69.1(6) La section du statut peut, après avoir donné à l'intéressé la possibilité de se faire entendre, conclure au désistement dans les cas suivants_:

[...]

c) elle estime qu'il y a défaut par ailleurs de sa part dans la poursuite de la revendication.Si elle conclut au désistement, la section du statut en avise par écrit l'intéressé et le ministre.

69.1(6) Where a person who claims to be a Convention refugee

[...]

(c) in the opinion of the Division, is otherwise in default in the prosecution of the claim,

the Refugee Division may, after giving the person a reasonable opportunity to be heard, declare the claim to have been abandoned and, where it does so, the Refugee Division shall send a written notice of its decision to the person and to the Minister.


[8]                 Le président de l'audience a précisé comme suit les motifs de la décision :

[TRADUCTION]

Compte tenu des explications données par la requérante et que la Commission ne juge pas être raisonnables, compte tenu de son manque d'intérêt à l'égard de sa revendication et de celle de son fils, compte tenu du manque d'intérêt de la requérante à l'égard de son obligation de remplir le formulaire dans les 28 jours ainsi que des indications et directives exprimées le 9 août à ce sujet par les membres de la Commission, comme il était aussi clair alors que le défaut de se conformer conduirait le tribunal à conclure au désistement, compte tenu du fait qu'elle n'a demandé à bénéficier de l'aide juridique que le 31 août, quelques jours seulement avant la tenue de la présente audience, et compte tenu du fait que ce matin, le jour même de l'audience, la demanderesse n'avait toujours pas déposé de formulaire de renseignements personnels pour elle-même et pour son fils, la Commission peut uniquement conclure de tous ces faits que la demanderesse n'est nullement intéressée à la poursuite de sa revendication.

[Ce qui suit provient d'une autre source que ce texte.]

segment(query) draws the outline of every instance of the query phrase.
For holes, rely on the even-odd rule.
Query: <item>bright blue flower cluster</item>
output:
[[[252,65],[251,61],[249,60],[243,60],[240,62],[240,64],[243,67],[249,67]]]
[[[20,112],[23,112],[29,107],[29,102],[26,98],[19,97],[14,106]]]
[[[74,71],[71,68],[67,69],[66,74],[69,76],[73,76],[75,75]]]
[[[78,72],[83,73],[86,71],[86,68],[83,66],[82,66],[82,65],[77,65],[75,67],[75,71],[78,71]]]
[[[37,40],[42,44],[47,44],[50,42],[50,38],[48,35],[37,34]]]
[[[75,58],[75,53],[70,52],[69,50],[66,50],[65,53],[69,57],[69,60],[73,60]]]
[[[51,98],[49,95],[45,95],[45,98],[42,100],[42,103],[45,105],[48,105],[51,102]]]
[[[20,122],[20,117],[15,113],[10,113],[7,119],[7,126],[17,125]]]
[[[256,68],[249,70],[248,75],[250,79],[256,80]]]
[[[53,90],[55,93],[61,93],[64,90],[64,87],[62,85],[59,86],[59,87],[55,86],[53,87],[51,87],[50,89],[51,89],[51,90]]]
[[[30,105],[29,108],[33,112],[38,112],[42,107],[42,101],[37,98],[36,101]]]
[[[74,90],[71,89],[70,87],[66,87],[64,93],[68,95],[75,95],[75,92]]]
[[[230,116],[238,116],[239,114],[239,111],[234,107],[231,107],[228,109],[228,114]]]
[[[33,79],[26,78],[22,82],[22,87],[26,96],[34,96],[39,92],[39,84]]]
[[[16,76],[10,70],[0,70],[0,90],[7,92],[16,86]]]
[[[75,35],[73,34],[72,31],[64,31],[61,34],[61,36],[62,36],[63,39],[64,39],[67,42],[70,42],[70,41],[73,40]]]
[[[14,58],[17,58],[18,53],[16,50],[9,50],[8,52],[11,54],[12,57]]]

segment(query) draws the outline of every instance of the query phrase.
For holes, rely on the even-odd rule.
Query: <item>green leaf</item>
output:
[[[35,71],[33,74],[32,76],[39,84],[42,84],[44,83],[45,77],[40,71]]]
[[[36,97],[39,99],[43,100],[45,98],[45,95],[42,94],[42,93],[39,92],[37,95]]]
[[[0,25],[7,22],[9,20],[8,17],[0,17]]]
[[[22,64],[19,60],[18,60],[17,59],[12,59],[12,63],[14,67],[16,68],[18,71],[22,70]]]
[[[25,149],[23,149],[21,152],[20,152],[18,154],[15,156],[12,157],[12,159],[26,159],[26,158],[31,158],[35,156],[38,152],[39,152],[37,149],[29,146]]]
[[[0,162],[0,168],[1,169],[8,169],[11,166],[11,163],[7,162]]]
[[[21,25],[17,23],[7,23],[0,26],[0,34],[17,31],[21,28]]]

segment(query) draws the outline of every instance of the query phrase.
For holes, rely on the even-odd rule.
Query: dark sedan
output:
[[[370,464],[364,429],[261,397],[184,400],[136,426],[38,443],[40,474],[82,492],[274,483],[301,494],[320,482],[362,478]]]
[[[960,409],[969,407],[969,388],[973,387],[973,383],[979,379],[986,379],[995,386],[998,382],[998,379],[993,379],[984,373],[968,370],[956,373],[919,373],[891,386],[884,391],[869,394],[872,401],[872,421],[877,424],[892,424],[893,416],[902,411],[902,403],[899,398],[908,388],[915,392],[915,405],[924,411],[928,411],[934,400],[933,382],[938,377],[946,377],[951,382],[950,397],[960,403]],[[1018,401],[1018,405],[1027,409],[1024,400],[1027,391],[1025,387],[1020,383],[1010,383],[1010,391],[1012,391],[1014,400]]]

La demanderesse n'a d'ailleurs respecté aucune des échéances qu'on lui a indiquées à ce jour et, croyons-nous, elle n'a demandé un changement du lieu d'audience et un délai additionnel que pour pouvoir retarder encore davantage la mise en train de sa revendication.

Pour tous ces motifs et puisque la Commission doit prendre en compte la nécessité pour nous de faire preuve d'équité et de célérité, et comme dans cette affaire l'équité et la justice ont été amplement respectées - un délai additionnel de 28 jours ayant même été accordé -, la Commission n'a d'autre choix que de conclure qu'il y a eu désistement des revendications.

[9]                 Cette décision a fait l'objet d'un avis écrit, daté du 18 septembre 2000, en bonne et due forme.


LA QUESTION EN LITIGE

[10]            Les demandeurs font valoir que la décision de conclure au désistement de leurs revendications était injuste et déraisonnable.

NORME DE CONTRÔLE JUDICIAIRE

[11]            Les demandeurs et le ministre ont convenu devant moi que la norme de contrôle judiciaire applicable à la décision de la SSR selon laquelle il y avait eu désistement de leurs revendications du statut de réfugié par les demandeurs était celle de la décision raisonnable simpliciter. On s'est fondé à cet égard sur la décision du juge Lemieux dans Ahamad c. Canada (Ministre de la Citoyenneté et de l'Immigration), [2000] 3 C.F. 109 (C.F. 1re inst.).

ANALYSE


[12]            Les demandeurs ont soutenu que la décision était inéquitable parce qu'il était injuste de les astreindre à une norme en vertu de laquelle un délai de 29 jours pour remplir un FRP serait inacceptable, alors que l'audition de leurs revendications, la prochaine étape du processus, ne serait pas fixée avant plusieurs mois. La décision serait également inéquitable parce que les services d'un conseil ont été retenus par les demandeurs et que la SSR a l'habitude dans un tel cas de prolonger le délai de dépôt du FRP. Les demandeurs ont fait valoir, finalement, qu'il était inéquitable de conclure au désistement des revendications après le délai de 28 jours alors que le fait de ne pas avoir respecté la date limite du dépôt du FRP entraîne généralement la mise au rôle de l'audience sur le désistement, ce qui a pour effet, dans les faits, de prolonger le délai dans lequel le FRP doit être rempli.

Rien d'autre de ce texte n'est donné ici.